Can ceilings/walls be repaired from water damage?
Yes, they can be repaired. Obviously, the leak must be repaired before the plasterer arrives and the damaged area must be left to dry thoroughly for at least two weeks prior to the commencement of repairs/restoration.
What are ideal working temperatures for plastering?
50-80 degrees Fahrenheit. In the warmer months all working areas should be kept at around 70 degrees. As the plaster starts to set, it gives off heat, increasing room temperature by another 10 degrees. In the colder months the temperature should not drop below 50 degrees.
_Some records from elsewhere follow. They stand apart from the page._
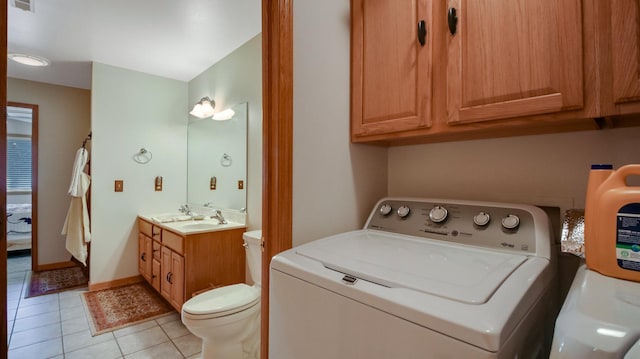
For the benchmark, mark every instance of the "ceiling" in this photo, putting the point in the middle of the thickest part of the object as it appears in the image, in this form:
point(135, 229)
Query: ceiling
point(168, 38)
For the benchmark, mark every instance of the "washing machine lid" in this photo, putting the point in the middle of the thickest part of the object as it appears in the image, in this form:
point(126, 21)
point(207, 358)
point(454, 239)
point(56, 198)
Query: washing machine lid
point(599, 318)
point(456, 272)
point(222, 300)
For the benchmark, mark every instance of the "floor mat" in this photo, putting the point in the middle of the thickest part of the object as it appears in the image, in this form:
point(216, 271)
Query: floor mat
point(55, 280)
point(118, 307)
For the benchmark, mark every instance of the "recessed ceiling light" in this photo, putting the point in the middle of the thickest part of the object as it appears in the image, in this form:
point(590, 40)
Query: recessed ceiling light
point(29, 60)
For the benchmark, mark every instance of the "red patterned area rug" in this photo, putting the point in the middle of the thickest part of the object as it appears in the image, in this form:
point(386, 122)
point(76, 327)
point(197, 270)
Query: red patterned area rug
point(119, 307)
point(55, 280)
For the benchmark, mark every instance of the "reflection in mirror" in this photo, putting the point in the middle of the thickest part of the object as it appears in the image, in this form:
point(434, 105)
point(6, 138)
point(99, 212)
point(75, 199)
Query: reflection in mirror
point(217, 161)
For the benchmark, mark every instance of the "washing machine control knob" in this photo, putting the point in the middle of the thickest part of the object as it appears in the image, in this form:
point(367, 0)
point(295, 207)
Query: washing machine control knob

Keeping the room within this temperature range will allow the plaster to dry properly and will prevent it from cracking due to excessive cold.
How soon can I paint after the plastering is finished?
Many factors determine drying time, such as the thickness of the plaster which has been applied, temperature, humidity, and ventilation. As an example, with a plaster thickness of approximately 1/8th of an inch in a dry environment with good air circulation, drying time is about 3- 5 days. Thicker coats of plaster, up to an inch thick, obviously require longer periods of drying and could be as long as 3 weeks. We can advise you at the time of job completion.
What do I need to know about painting over plaster?
Plaster is a porous material. To seal the surface, apply at least one coat of primer.
We recommend Zinsser's "stain-killing primer-sealers" in older homes that have had water damage or where there is/has been tobacco use.
What is the difference between conventional and veneer systems?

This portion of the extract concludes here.